It also has a lead performance that makes Zac Efron look like Michael Fassbender, from unfortunately named kid actor Chez Starbuck. Starbuck plays Cody, who was found as a baby stashed in the boat of his adoptive parents (played by Lisa Stahl Sullivan and Dave Coulier), and, unbeknownst to both them and himself, is the son of a mermaid. Although he's grown up as a normal human kid, once Cody turns 13, his body starts changing as he grows scales and fins and feels drawn to the water. He also produces electric charges and is able to stick to various surfaces like Spider-Man, both of which seem unrelated to being a mermaid (there's some vague handwaving about eels to explain the electricity powers, at least). It's all an extended metaphor for puberty, obviously, although there are so many actual references to puberty that calling it a metaphor might be a bit of a stretch.
Cody, a popular jock on the swim team (at a school where the popular jocks are on the swim team, somehow), has the requisite nerd friend (Justin Jon Ross) and a wholesome girlfriend (Courtnee Draper), both of whom are eventually sympathetic about his transformation into a merman. He has to deal with some mild antagonism from a cocky fellow swim team member and from a local coot (Brent Briscoe, the poor man's Randy Quaid) who's obsessed with capturing a mermaid, but there isn't much tension in either of those threats. Much of the plot focuses on Cody's drive to win at the state championship swim meet, where of course his new mer-abilities give him an advantage (in a plot that borrows a lot from Teen Wolf's werewolf playing basketball).
In between there are lots of cheesy fish-related jokes, some truly awful prosthetic effects for Cody's fish parts, bland lessons about tolerance, and a surprisingly subdued performance from noted ham Coulier.
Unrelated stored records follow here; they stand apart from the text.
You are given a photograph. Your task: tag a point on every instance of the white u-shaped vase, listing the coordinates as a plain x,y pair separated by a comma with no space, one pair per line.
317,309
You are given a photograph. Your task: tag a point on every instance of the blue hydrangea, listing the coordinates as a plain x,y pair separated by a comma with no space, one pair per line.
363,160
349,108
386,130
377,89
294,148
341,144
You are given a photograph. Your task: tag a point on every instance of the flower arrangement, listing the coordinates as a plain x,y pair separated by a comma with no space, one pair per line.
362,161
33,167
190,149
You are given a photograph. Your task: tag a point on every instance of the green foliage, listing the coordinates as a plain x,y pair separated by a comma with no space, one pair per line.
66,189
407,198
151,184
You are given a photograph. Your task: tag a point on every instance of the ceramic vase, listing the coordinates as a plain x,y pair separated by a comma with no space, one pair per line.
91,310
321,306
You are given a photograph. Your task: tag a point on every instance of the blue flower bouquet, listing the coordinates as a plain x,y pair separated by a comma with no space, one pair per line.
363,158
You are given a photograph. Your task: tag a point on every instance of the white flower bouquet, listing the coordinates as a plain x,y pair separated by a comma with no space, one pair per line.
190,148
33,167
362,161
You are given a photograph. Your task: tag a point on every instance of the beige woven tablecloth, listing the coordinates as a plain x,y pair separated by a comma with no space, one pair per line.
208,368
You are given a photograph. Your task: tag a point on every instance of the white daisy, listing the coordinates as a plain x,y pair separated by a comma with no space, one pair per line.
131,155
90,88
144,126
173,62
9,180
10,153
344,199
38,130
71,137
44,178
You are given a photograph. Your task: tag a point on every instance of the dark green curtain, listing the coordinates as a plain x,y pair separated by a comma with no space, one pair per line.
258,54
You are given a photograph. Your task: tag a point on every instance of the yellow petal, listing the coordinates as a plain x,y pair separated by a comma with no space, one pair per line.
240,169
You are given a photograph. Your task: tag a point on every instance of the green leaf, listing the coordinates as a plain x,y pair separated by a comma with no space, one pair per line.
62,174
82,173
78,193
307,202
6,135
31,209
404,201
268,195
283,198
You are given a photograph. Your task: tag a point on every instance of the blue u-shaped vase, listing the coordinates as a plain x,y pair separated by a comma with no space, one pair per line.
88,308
If only Starbuck could deliver a single line with believable conviction or emotion, the movie might at least have some genuine heart. But he's painfully awkward in every scene, whether freaking out over his new mutations or trying to have a heartfelt moment with friends or family. Some of the Disney Channel's best productions manage to be cleverly self-aware while maintaining their focus on family-friendly messages and dumb jokes, but The Thirteenth Year plays everything straight, and is hilariously awful as a result.